Thai school lacked permission to enrol foreigners

  • Schools that enrol foreign students in Thailand must  meet two requirements. They must obtain non-immigrant ED (education) visas. Secondly, schools must be approved by the education ministry on a case-by-case basis to admit foreign students on national security grounds

Kathmandu, July 25

The Office of the Private Education Commission of Thailand, a wing of the Thai Ministry of Education, has said that Bangkok-based International Hotel and Airline Business School (I-HABS), which duped Nepali students with the promise of providing hotel management training, had not received permission from the ministry to enrol foreign students.

I-HABS, registered with the Thai government to provide tourism, airlines and hospitality courses in 1993, has acknowledged its mistake, according to the Bangkok Post. “We did not think that was important,” said I-HABS Managing Director Sunil Khadka. “We had decided to get  permission from Thai authorities by the time students graduated. But I acknowledge the mistake and we should have informed Thai authorities about intake of foreign students within 45 days of their arrival.”

Schools that enrol foreign students in Thailand must meet two requirements. “They must obtain non-immigrant ED (education) visas. Secondly, schools must be approved by the education ministry on a case-by-case basis to admit foreign students on national security grounds,” OPEC Secretary-general Chalam Attham told the Bangkok Post, adding, “The commission will soon set up a committee to gather and verify the facts.
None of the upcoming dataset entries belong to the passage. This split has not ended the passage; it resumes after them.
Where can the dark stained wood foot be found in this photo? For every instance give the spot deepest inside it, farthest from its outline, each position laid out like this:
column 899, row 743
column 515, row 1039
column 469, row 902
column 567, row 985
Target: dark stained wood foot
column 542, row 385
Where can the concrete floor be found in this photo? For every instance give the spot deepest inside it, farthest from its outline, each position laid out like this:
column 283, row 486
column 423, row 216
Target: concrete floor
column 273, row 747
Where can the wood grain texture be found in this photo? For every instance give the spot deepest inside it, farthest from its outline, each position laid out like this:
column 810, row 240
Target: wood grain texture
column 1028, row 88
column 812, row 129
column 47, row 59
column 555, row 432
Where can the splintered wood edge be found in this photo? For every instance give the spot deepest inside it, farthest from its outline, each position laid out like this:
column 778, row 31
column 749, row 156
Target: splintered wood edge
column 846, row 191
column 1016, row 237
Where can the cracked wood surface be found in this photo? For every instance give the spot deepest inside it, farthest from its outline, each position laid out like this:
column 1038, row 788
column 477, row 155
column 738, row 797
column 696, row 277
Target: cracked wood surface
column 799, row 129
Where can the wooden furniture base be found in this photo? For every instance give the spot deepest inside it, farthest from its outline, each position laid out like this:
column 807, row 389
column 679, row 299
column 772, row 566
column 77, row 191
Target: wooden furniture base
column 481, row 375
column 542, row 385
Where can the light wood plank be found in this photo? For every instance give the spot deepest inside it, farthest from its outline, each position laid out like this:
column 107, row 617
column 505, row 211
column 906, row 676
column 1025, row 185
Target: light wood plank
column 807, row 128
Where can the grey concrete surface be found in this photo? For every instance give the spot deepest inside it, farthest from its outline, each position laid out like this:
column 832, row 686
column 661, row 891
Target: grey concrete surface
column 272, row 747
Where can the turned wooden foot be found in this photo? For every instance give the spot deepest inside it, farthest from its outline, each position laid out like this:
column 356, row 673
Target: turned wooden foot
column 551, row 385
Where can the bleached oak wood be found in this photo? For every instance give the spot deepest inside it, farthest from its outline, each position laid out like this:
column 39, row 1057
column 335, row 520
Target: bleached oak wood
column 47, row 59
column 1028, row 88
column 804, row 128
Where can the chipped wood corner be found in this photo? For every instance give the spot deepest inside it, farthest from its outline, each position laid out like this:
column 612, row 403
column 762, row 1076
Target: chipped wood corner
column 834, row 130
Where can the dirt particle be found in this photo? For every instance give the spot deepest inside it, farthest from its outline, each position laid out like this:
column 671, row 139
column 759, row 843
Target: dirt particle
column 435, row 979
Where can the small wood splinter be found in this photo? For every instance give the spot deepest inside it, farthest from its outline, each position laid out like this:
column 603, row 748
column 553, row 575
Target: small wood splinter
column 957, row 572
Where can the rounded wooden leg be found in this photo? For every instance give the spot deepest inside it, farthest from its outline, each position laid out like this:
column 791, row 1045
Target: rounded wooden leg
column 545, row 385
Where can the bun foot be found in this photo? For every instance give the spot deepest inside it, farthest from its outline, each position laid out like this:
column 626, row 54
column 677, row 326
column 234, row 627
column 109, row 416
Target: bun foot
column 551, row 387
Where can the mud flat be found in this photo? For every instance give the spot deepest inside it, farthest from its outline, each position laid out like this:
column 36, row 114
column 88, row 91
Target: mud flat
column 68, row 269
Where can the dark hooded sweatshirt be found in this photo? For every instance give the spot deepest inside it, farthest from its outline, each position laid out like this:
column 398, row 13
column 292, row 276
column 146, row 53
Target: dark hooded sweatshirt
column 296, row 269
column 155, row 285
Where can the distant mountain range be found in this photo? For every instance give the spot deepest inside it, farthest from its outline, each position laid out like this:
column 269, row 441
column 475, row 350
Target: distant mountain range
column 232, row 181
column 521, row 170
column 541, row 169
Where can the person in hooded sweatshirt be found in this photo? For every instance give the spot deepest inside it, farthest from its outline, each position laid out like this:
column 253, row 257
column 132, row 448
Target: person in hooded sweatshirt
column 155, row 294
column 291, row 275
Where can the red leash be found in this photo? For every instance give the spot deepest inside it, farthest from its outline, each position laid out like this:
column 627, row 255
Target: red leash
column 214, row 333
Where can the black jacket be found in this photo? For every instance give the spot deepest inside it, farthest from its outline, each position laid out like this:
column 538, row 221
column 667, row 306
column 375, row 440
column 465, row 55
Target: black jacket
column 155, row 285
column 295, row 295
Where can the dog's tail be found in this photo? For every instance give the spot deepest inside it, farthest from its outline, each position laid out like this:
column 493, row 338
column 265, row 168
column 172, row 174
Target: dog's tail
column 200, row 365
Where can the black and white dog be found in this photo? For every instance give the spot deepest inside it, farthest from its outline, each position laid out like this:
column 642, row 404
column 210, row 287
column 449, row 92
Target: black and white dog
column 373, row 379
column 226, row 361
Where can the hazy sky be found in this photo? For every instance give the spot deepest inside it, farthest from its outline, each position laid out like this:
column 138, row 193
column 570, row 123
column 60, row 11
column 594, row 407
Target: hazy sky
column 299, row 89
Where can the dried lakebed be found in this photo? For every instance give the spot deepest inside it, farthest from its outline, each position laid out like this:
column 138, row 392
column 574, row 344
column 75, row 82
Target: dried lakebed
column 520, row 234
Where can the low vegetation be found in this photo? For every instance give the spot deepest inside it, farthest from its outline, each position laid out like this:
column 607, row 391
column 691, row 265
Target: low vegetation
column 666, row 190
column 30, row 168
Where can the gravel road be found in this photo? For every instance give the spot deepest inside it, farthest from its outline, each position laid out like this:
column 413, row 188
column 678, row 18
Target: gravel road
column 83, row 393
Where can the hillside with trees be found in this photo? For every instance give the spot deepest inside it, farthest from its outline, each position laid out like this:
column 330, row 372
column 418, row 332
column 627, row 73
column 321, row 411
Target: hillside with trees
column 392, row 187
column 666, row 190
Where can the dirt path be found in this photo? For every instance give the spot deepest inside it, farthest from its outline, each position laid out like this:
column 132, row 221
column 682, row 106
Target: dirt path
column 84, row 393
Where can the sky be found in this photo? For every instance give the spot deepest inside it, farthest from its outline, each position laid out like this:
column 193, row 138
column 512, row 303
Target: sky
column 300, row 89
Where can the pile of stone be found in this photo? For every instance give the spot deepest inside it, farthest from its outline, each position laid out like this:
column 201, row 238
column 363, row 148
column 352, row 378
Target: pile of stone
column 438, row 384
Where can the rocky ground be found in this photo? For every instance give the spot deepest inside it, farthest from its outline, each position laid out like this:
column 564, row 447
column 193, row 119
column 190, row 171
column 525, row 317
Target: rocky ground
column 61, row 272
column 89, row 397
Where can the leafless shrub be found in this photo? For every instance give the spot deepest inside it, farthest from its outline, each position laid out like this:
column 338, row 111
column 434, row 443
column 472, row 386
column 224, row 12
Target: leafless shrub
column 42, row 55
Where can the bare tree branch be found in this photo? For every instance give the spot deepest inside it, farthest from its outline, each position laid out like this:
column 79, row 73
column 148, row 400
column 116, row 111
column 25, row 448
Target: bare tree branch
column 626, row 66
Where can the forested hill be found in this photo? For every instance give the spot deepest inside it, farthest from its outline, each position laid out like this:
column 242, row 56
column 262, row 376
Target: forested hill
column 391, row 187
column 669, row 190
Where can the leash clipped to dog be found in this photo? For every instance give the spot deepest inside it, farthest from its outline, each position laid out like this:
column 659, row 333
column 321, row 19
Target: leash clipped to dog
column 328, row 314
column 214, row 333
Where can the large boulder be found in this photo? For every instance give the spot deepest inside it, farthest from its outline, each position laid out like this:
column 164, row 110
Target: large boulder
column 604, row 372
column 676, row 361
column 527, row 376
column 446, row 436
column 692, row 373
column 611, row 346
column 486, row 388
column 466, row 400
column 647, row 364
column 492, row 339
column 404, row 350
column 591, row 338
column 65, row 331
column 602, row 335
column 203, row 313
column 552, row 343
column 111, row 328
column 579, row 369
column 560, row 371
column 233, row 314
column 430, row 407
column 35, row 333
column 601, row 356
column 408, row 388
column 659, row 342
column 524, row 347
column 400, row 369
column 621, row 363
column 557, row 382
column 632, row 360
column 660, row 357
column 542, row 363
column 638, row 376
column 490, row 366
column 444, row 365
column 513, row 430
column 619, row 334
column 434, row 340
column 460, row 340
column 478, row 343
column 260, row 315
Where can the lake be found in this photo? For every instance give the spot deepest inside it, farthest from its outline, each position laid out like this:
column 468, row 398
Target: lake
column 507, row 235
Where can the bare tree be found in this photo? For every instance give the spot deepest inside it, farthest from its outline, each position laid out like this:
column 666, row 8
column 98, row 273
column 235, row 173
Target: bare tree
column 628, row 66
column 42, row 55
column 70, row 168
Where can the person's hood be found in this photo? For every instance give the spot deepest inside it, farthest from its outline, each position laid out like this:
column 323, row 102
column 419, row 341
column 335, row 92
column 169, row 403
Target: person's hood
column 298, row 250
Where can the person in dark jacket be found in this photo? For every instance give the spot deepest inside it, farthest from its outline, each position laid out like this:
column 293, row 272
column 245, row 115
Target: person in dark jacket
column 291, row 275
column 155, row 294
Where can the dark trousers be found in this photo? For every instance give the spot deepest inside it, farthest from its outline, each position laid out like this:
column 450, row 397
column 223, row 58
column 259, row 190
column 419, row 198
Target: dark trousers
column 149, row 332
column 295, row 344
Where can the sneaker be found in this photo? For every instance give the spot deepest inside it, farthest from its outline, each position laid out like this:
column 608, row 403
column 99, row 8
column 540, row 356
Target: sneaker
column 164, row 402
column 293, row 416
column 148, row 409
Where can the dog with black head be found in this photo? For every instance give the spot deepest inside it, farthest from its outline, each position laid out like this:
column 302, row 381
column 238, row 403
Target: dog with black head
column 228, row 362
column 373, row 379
It will take a few days before we can proceed with the case and decide whether it violates the Private School Act.”

The OPEC formed a team to probe the case this week after I-HABS was found to have duped 14 Nepali students.

These 14 students had enrolled in I-HABS located at Ramintra Road in Bangkok for an eight-month training and internship in hotel management. I-HABS is run by Khadka, Sujan Basnet, who is its director, and Siriwuth Wuthisuwanwat, a Thai national who is its president.

It used to collect around $3,500 from each Nepali student and provide false promise of training in a glitzy environment and internship at four- to five-star hotels. But students were housed in a shoddy four-storey building, which doubled up as training centre without any necessary equipment. “There was a kitchen on the first floor and classes were conducted on the second floor. There was a girls’ hostel on the third floor and boys’ hostel on the fourth floor,” a student said on condition of anonymity. “The school had set up its reception in a small space in the middle of a staircase.”

The students also found that the courses they were offered were not similar to what had been pledged. All of the 14 students returned to Nepal within three months of arrival in Bangkok after they could not cope with subpar living and working conditions.

Panisha Chaichanakul, the wife of I-HABS MD Khadka, refuted these claims. She told the Bangkok Post that the school’s facilities and course in hotel management were not below standard.

“I admit some students were not satisfied with the school’s facilities and instructors. I got complaints that our training centre was too small and our teaching was not good enough. However, I insist private schools for non-formal education are like this because we are not colleges,” she said, adding, “We also gave them weekly food budgets.”

But one of the students, who was duped, told THT that 10 students were given a total of 1,500 baht (approximately Rs 5,300) as weekly food allowance. “The money was sufficient to buy food for only three to four days,” the student said.

A video released by students to explain their sordid experience shows them saying they did not have money for food and there were no medical facilities. They also said their passports had been seized.